Let's not forget that she was a wife to my Dad for nearly 42 years. I remember sitting in church one Sunday and my dad was helping with the offering. As he was walking down the aisle in his sport coat and tie, my mom leaned over and whispered in my ear "Look how handsome he is, how well he carries himself, so straight and proud..". That is the moment I realized "wow, she digs dad". And she did. She would follow him anywhere and she almost did. Mississippi, Tennessee, South Texas, North Texas, back to South Texas and finally home to Mississippi. I don't know that Dad's confidence came from Mom, but I'm pretty sure that was the case. They were opposites in many ways, but their marriage set a firm example of what I wanted my marriage to look like. It is so fitting that the last face she saw on Friday night before she went Home was his.
Above all of those my Mother was a woman of faith. Simple faith. Let's be clear, that doesn't mean her faith was blind, or immature. It was a deep, direction-giving, life-leading faith. But it was simple. She was unencumbered by theological platitudes and she was unmoved by the latest church growth trends. She simply believed that God was able and willing to do all the things he said he would do. I'll admit, at times, that was incredibly frustrating to me. "Mom, it's simply not that easy!" I'd say. But over time I've come to realize that yes, it is that easy. We try to complicate things, or try to construct doctrine or dogma that limits God. But, oh, how profound a faith it is that trusts Him Who Is Able with all things. That faith is what made her a good friend, a teacher, a loving 2nd mother, a great 1st Mom, and a dedicated spouse. She wasn't just a hearer, but also a doer. And she practiced that faith in our house, and on campus, and in your kitchen, on the floor with her grandkids, in church and everywhere she went.
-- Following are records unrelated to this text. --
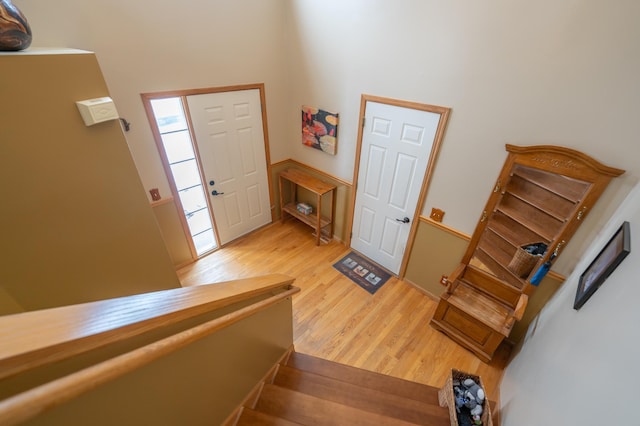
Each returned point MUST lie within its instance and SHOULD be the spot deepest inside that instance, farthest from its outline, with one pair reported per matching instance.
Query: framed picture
(319, 129)
(614, 252)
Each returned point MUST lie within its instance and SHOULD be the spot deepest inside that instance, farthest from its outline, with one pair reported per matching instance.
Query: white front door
(395, 151)
(230, 139)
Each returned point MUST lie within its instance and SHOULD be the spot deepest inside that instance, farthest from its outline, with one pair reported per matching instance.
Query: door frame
(442, 124)
(182, 94)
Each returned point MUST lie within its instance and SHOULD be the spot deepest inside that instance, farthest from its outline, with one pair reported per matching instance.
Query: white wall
(580, 367)
(548, 72)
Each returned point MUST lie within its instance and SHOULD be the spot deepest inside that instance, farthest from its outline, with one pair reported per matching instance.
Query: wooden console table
(297, 178)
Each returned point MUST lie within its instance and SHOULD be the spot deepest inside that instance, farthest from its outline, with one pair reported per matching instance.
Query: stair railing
(192, 301)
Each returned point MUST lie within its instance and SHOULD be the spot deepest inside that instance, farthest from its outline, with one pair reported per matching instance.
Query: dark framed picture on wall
(614, 252)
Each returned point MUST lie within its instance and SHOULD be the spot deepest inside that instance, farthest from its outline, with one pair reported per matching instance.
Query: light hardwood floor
(335, 319)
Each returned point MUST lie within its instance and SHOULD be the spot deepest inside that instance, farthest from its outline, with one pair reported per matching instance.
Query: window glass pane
(193, 199)
(198, 221)
(169, 114)
(186, 174)
(178, 146)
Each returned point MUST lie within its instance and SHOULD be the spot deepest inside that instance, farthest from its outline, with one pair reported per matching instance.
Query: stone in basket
(447, 398)
(525, 258)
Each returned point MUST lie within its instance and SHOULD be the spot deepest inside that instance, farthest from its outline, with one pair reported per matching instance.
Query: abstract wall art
(319, 129)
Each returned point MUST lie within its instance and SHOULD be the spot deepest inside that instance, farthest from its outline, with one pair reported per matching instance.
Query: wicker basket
(446, 397)
(523, 262)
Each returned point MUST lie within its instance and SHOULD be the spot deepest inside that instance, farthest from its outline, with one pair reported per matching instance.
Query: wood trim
(446, 228)
(36, 338)
(442, 124)
(28, 404)
(587, 160)
(556, 276)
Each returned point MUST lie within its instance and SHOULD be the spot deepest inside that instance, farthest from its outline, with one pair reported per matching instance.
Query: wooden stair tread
(364, 378)
(478, 305)
(371, 400)
(310, 410)
(251, 417)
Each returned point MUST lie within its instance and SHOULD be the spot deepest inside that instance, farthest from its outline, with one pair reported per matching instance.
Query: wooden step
(363, 398)
(305, 409)
(364, 378)
(478, 305)
(251, 417)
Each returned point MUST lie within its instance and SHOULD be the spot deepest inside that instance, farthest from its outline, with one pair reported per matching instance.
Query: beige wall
(150, 46)
(561, 73)
(74, 220)
(578, 367)
(168, 217)
(550, 72)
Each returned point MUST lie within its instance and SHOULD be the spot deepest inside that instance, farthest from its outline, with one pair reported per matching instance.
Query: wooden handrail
(29, 404)
(36, 338)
I am reminded in Hebrews Chapter 10 of the "great cloud of witnesses" who have gone before us. Christ is our example in all things, but that gathering of witnesses, those who have gone before us whose lives proved that following Christ was more than another religion, their legacies are our encouragement in all things. Mom joined that great cloud on Friday. Her legacy isn't our example - "Be imitators of Christ" - but rather, her legacy is a tremendous encouragement to me, and all who mourn, that a simple yet tremendous faith can impact the lives of your family, friends, and all who you meet. I pray that my children's and nephew's legacy copies that of their Grandmother. And one day, when friends and family are gathered to celebrate my homegoing, that it will be said of me "He followed Christ, and He was his Mother's Son".